Question 26.16: If the thin-walled composite beam of Example 26.15 is subjec......
If the thin-walled composite beam of Example 26.15 is subjected to a bending moment of 0.5 kNm applied in a horizontal plane, calculate the maximum value of direct stress in the beam section.

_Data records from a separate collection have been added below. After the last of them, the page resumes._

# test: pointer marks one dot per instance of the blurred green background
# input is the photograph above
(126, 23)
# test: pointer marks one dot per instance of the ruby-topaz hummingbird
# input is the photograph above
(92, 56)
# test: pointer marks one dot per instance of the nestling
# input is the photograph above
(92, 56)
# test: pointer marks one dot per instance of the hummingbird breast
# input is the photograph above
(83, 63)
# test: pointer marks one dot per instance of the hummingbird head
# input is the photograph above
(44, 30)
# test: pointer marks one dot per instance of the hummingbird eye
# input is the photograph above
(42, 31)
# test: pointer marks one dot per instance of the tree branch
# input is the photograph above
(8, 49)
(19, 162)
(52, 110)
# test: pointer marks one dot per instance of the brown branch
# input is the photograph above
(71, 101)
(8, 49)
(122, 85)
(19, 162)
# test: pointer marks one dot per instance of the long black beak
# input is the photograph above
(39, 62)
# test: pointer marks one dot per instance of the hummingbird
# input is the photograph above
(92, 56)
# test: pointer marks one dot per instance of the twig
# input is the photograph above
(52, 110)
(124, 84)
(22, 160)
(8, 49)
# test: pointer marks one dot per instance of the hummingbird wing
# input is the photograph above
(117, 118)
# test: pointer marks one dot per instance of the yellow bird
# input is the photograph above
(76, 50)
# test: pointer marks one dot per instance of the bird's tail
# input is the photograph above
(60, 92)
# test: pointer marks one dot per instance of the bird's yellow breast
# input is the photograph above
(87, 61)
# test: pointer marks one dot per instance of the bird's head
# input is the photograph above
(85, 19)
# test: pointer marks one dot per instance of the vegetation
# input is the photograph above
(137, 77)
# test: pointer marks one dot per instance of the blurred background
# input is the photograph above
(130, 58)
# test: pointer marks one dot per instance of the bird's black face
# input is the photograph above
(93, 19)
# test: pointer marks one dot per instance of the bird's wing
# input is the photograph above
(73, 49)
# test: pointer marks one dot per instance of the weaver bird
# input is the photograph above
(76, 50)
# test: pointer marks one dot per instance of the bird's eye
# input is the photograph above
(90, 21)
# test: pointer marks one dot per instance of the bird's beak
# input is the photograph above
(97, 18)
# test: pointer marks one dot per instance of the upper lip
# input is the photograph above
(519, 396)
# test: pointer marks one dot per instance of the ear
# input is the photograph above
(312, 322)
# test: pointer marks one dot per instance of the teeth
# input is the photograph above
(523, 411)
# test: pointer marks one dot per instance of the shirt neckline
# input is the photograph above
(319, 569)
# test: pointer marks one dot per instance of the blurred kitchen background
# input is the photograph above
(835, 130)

The second moments of area are, from Ex. 26.15,
\begin{array}{l c r}{{I_{X X}^{\prime}=2.63\times10^{10}\mathrm{Nmm^{2}}}}\\ {{I_{Y Y}^{\prime}=0.83\times10^{10}\mathrm{Nmm^{2}}}}\\ {{I_{X Y}^{\prime}=1.25\times10^{10}\mathrm{Nmm^{2}}}}\end{array}Also M_{X}=0\mathrm{~and~}M_{Y}=0.5\mathrm{~kNm} so that Eq. (26.68) becomes
\sigma_{Z}=E_{Z,i}\Biggl[\left({\frac{M_{Y}I_{X X}^{\prime}-M_{X}I_{X Y}^{\prime}}{I_{X X}^{\prime}I_{Y Y}^{\prime}-I_{X Y}^{\prime 2}}}\right)X+\left({\frac{M_{X}I_{Y Y}^{\prime}-M_{Y}I_{X Y}^{\prime}}{I_{X X}^{\prime}I_{Y Y}^{\prime}-I_{~X Y}^{\prime 2}}}\right)Y\Biggr] (26.68)
\sigma_{z}=E_{z,i}\left(2.12\times10^{-4}\,X-1.01\times10^{-4}\,Y\right) (i)
On the top flange, E_{z,I}=50~{\mathrm{000~N/mm}}^{2}~{\mathrm{and~}}Y=50~{\mathrm{mm}}. Then, from Eq. (i),
\sigma_{z}=10.6\,X-252.5so that at 1 where X=50 mm,
\sigma_{z,1}=277.5\,\mathrm{N/mm^{2}}and at 2 where X=0,
\sigma_{z,2}=-252.5\,\mathrm{N/mm^{2}}In the web E_{z,i}=15\ 000\ \mathrm{N/mm^{2}~a n d}\ X=0. Then
\sigma_{z}=-1.52\,YAt 2,
\sigma_{z,2}=-1.52\times50=-76.0\,\mathrm{N/mm^{2}}The maximum direct stress is therefore 277.5 N/mm² and occurs at point 1.